If I have a gameobject with many components on it (even scripts that literally have nothing in them), If that gameobject is selected during gameplay, I get lag. Im guessing each component adds stress to the rendering?
How do people work around this? Does it even happen to many of you?
I assume it happens to others because of this same question someone asked (with no answers) http://answers.unity3d.com/questions/890908/unity-lag-on-selection.html
EDIT - Here is some more info.
This is what the scene looks like
Click for image
The 2 scripts are
Click for codes
using UnityEngine;
public class Rotate : MonoBehaviour
{
public float mouseSensitivity = 250f;
void Update()
{
transform.Rotate(0, Input.GetAxisRaw("Mouse X") * (mouseSensitivity * Time.deltaTime), 0);
}
}
using UnityEngine;
public class SomeScript : MonoBehaviour
{
}
Ive also attached the project, feel free to check it yourself.
Just open the scene, press play and have that capsule object selected. Move your mouse around and you should notice stuttering. Unselect the object and the stuttering should stop.

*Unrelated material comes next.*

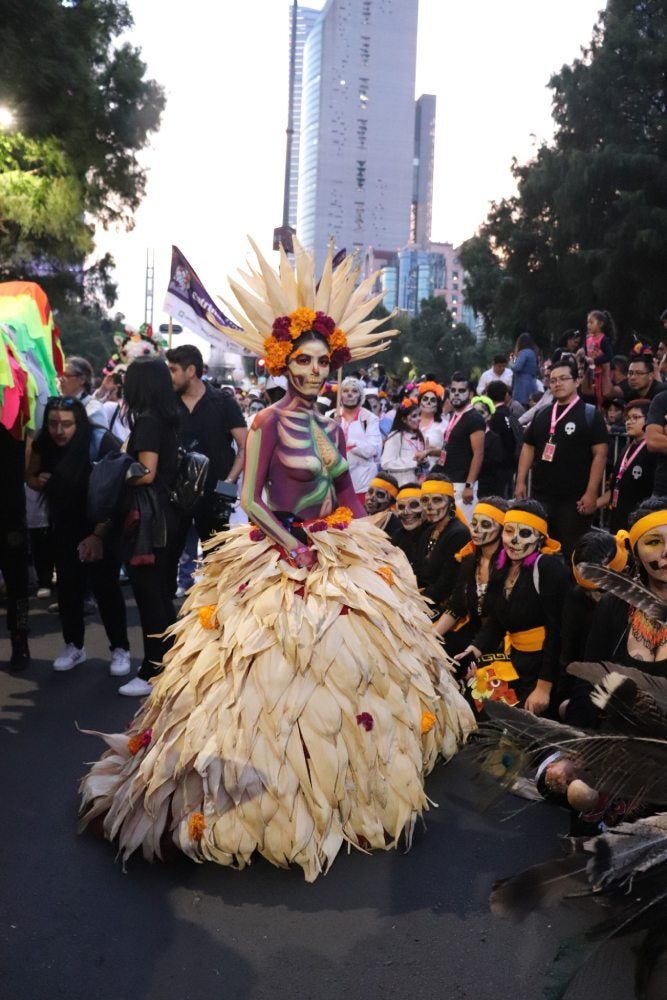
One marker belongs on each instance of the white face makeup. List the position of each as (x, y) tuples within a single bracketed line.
[(308, 368), (409, 512), (435, 506), (520, 540), (484, 529), (652, 553), (377, 500)]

2237844–149253–SelectedGameObjectLag.unitypackage (6.91 KB)
It has no answers because there’s no way anyone can answer it directly- why your program lags is dependent on your program. Have you checked the profiler to see what exactly is causing the lag?
I added more stuff in my original post such as image, code and a simple example project.
What do you mean by “your program”. Do you mean my scripts and what not that I have in unity, or do you mean the unity program itself?
I know that my game can be laggy because of my own scripts, but this problem seems to be more so in regards to unity and out of my control.
Does the example scene not lag/stutter for you when you press play with the capsule selected and start spinning around?
And then the lag stops when its unselected?
I dont see anything noticeable in the profiler.
In mine it’s absolutely no different between playing with the 30 scripts on it versus removing all of the duplicates, so long as nothing else in the scene is touched. It’s not the smoothest rotation in the world (not surprising since it uses raw input), but otherwise no problems.
EDIT: Actually, I see what you’re talking about. It’s reaching out and trying to grab inspector values to fill the window every frame on 30 scripts, so it’s making it look slightly stuttery, but honestly it was really hard to notice on my computer. I think this is exactly the kind of thing you’d expect from having 30 debug logs running every frame, which is essentially what this is. Whether there’s values to fill the inspector window with or not, it’s still reaching for them (on 30 scripts simultaneously).